Still, I feel no urge to constantly broadcast my status. I'm content with the random comment here and there and to post digital photos of my kids. Because although I accept Facebook for a way to stay in touch, I never want it to be the only way I stay in touch (or out of touch for that matter).

Tuesday, April 05, 2011

Across the Universe


Sounds of laughter shades of life
are ringing through my open ears
exciting and inviting me
Limitless undying love which
shines around me like a million suns
It calls me on and on across the universe

--John Lennon, Across the Universe
I was reading my son a small book about space the other day. Or more accurately, he handed me the book, asked me to read it to him and then proceeded to climb on my back and drive a small model car on top of my head while periodically asking me why Nemo went down the toilet. I managed to focus on a few of the paragraphs, in particular one that said scientists believe there are billions of galaxies like ours in the universe.

It reminded me of when I was a kid camping along the banks of the North Fork of the Boise River with my family, laying outside under the stars staring at the Milky Way (our galaxy, not the candy bar) and marveling at the endlessness of it all. And even then, I knew that it was impossible that with all of the billions of galaxies with the trillions of stars and the zillions of planets that we could be the only living creatures in existence.

Yet many humans still insist that we are the only "intelligent" life in the universe. How pitifully arrogant. I have questioned my entire life whether or not we can even be classified as intelligent life. At times I wonder if we are merely sea monkeys  blindly following some superior being's flashlight as they shine it from one side of our bowl to the other.
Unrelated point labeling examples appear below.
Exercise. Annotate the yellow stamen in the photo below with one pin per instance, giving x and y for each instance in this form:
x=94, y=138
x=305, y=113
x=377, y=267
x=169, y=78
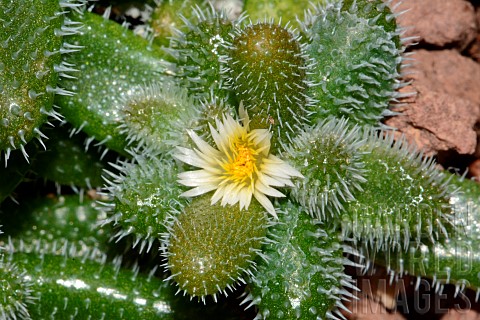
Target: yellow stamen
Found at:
x=243, y=165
I suppose this is a very Horton Hears a Whoish way of looking at the universe. But it is definitely true in my own microcosm of it. As a young boy, I am sad to say that I often played "superior being" games with ant colonies that infested my grandmother's yard. On more than one occasion, I unleashed my wrath on the poor creatures with a magnifying glass or simply a rubber mallet. If ants reasoned in the same way as humans, I'm sure they thought they had offended the gods in some way.

But fortunately for the bulk of the creatures on earth, humans seem to be the only ones cursed with wondering why they are here and what's next. The only thing animals and insects seem to be concerned with is where the next meal is coming from and when is the next opportunity to propagate their species.
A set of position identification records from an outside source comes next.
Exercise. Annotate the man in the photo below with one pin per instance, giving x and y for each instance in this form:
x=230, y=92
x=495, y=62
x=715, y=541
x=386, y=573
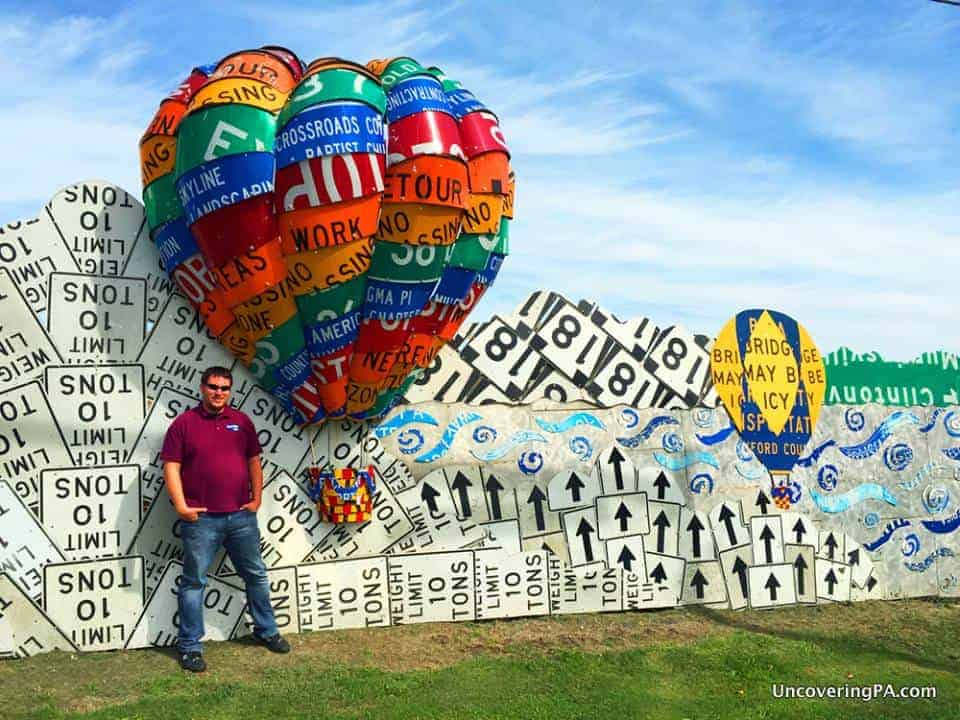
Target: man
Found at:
x=211, y=465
Despite my misgivings about the ultimate intelligence of humans, I am amazed at the knowledge and inventions we've managed to come up with. It is pretty impressive for a species that had its roots in cave dwellers cowering in the mud trying to make it through the night without becoming a midnight snack for less intelligent but better physically equipped creatures. The fact that we've made such great strides scientifically makes me a firm believer in the collective consciousness that supposedly helps us accumulate knowledge over generations without having to start from scratch at birth.

Though you would think that we would have learned that wars don't ultimately accomplish much and no one looks good with blue hair and a Mohawk.

We look to the universe for ultimate answers, however, because it is the ultimate mystery. Our brains can't really fathom infinity even when it stares us in the cosmic face. Stories like Carl Sagan's Contact or Arthur C. Clarke's 2001 a Space Odyssey tease us with the possibility that the answers are out there and then they leave us staring blankly like a monkey handed a calculator and a tax return. We feel like the answer is there somewhere, but we feel too stupid to grasp it and too embarrassed to admit it.

It's also kind of like going to an exhibit of modern art.

But I digress.

I get a bit impatient with scientist's fascination with what I think are pretty useless details. In the ultimate scheme of things, does it really help to know what minerals the planet Mercury is composed of? I'm sure a scientist could explain the significance to me, but I am also pretty sure I wouldn't understand the explanation (note to my nephew Richard: Please don't try and explain the significance to me).

I'm kind of banking on learning more about the meaning of the universe when I walk into the light (euphemism for die). This is why I'm really hoping I don't get overly senile. Because it would really be a bummer to achieve enlightenment and be oblivious to it while not wearing pants and wondering where I left my Hotwheels collection.

Jai guru deva om...

Monday, April 04, 2011

Escaping to the movies

There have been times when I have expected movie theaters, besieged by Netflixs and cable, to go the way of the Dodo bird. After all, for the price of a movie ticket, sodas, popcorn and some candy, you can practically buy an HD flat screen television and watch a film in the comfort of your own home. And you don't have to a man with a head the size of Rhode Island sitting in the seat in front of you (unless in your house has an overly large head and sits in front of the television in which case you can simply shout, "Hey, move your fathead").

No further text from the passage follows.